The idea stuck in my head. And I thought, why kids? Why not me? So the next day I started researching sewing machines and before I spent any money, reluctantly pulled my mom’s old machine out of storage. Fortunately, the user manuals were still nearby, so I gingerly opened them up, dusted off the machine, and decided I would just check to see if it still worked before spending money on a new one.
Wouldn’t you know, once I threaded the bobbin (not too hard with the instruction manual) and dripped oil in the right spots, that old thing came to life? This old Swiss sewing machine, which is from at least the early 1970s and built like a tank, didn’t even miss a beat. Before long, we were stitching together like old friends.
(Not really, I barely managed a straight line.)
… Sitting next to my mom as she sewed at the desk that her machine was built into (what I wouldn’t do for that desk now!)
… The sound of her scissors as they sliced through fabric and tissue paper. (We were forbidden to use them, but they were left-handed so we couldn’t anyway.)
… The dining room table, carefully protected with the felt pads, covered in fabric, pattern pieces, and pins. Pinking shears around the fabric edges to stop the fraying.
… The humming sound of the machine going late into the night as she finished another dress, another costume, another last minute outfit.
I signed up for a class a couple of weeks later, so I could learn to make a pillow. But I was too impatient. I bought a pattern for a simple elastic-waist skirt and some woven cotton with whales on it (the boys helped pick it out.) The pattern said “2 hours.” Yeah, right! But late that night, I had a skirt! It was only …. slightly wonky.
And thus began my obsession.
Within weeks I had made pajama pants, a knit skirt, a shirt, and another skirt. I bought a used serger, which you use to sew knits and to finish seams on woven fabrics.

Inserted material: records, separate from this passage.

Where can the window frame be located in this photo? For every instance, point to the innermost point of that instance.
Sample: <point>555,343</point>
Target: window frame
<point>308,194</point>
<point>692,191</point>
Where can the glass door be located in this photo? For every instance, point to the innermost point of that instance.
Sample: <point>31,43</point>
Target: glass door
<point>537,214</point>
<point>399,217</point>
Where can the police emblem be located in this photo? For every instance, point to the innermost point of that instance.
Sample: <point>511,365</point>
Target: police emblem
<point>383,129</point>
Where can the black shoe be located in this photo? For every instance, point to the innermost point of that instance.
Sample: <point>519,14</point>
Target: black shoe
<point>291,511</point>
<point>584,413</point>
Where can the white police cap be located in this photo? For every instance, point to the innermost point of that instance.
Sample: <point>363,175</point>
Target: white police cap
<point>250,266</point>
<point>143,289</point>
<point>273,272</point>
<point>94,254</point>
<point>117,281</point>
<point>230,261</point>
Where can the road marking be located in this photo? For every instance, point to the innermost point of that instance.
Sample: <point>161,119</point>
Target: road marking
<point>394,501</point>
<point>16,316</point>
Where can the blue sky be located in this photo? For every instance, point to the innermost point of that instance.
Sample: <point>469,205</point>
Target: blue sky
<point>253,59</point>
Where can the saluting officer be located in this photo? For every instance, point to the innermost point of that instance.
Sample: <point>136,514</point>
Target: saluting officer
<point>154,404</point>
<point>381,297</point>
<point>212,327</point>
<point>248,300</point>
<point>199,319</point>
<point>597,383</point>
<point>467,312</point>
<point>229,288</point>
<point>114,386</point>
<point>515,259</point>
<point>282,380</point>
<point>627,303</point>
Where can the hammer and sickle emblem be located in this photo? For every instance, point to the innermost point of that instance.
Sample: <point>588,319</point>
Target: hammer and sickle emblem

I learned that sewing your own clothes may not be cheaper than buying (fabric is expensive!) but you get exactly what you want, and something that fits your body.

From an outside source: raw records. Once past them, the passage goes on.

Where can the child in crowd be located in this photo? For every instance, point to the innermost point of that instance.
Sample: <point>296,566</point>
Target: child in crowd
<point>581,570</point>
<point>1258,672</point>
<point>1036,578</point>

Being tall and broad and plus-sized has made it difficult to buy clothes that I like. But now I can just make what I like! I no longer feel bad about myself after shopping. In fact, I’ve only bought a few ready to wear items since I started sewing, and only because I ran out of time before trips.

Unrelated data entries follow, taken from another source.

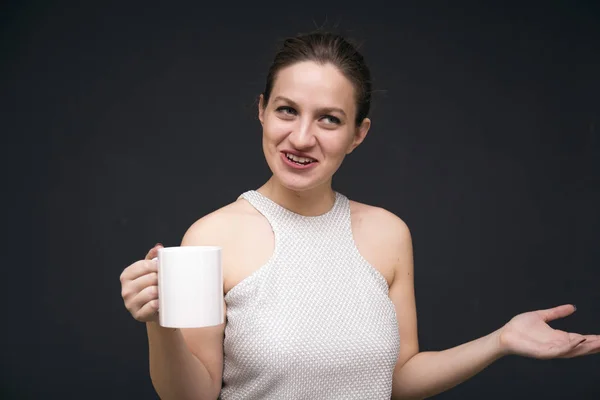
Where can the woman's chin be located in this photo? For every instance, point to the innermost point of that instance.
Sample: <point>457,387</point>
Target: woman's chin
<point>298,184</point>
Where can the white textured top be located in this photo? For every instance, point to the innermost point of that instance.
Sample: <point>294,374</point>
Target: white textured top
<point>314,322</point>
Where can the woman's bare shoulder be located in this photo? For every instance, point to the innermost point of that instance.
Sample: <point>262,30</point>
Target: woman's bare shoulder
<point>377,220</point>
<point>381,237</point>
<point>221,225</point>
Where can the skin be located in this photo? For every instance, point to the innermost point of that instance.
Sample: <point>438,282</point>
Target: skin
<point>312,110</point>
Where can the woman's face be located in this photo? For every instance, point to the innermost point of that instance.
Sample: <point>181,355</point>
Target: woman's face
<point>309,124</point>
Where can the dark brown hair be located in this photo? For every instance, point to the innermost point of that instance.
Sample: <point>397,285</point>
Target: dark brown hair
<point>324,48</point>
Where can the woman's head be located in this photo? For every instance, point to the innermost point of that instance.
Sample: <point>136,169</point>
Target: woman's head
<point>314,108</point>
<point>325,48</point>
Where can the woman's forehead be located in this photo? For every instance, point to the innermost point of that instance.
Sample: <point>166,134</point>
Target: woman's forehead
<point>312,83</point>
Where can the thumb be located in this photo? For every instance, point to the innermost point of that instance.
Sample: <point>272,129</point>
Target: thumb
<point>551,314</point>
<point>154,251</point>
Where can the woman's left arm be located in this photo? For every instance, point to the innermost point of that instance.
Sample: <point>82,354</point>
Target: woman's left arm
<point>420,375</point>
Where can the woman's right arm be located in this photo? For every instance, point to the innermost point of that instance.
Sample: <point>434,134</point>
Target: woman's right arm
<point>184,363</point>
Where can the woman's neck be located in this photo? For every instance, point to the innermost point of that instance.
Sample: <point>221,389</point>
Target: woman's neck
<point>312,202</point>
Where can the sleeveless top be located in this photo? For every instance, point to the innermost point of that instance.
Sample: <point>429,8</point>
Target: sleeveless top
<point>314,322</point>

I bought four yards of gorgeous sequin fabric that I don’t have the skills to sew yet, but hopefully by the end of the year I will be able to turn into a gorgeous skirt or dress. And no one else will own the same outfit! When I went to Singapore for a work trip in April, I brought back a few meters of silk brocade as my souvenir. Someday I’ll turn it into a garment that will always remind me of that trip, instead of yet another Starbucks mug. (Okay, I also bought a Starbucks mug.)
Gifts are no longer stressful but instead are an opportunity for more sewing fun! I’ve given newborn babies tiny outfits, pajama pants for the boys’ friends, wide-brimmed sun hats, and I’m working on unicorn-and-rainbow festooned leggings for my nieces. How wonderful that I can give them something no one else can! (As long as they don’t mind their gifts being a tad late. Sorry girls!)
I also made these tiny hats to donate to Delivering Hope, who will give them to newborn preemies. They’re super simple to make, and if you sew and have some leftover knit fabric from another project, will help you use up your scraps.
You can get the pattern free from the Patterns for Pirates website (a great source for sewing for the whole family).
Don’t know how to sew but want to learn? There are so many great resources. Local sewing shops offer classes and opportunities to sew with other people. And online there are countless blogs, videos, tutorials, and patterns to try.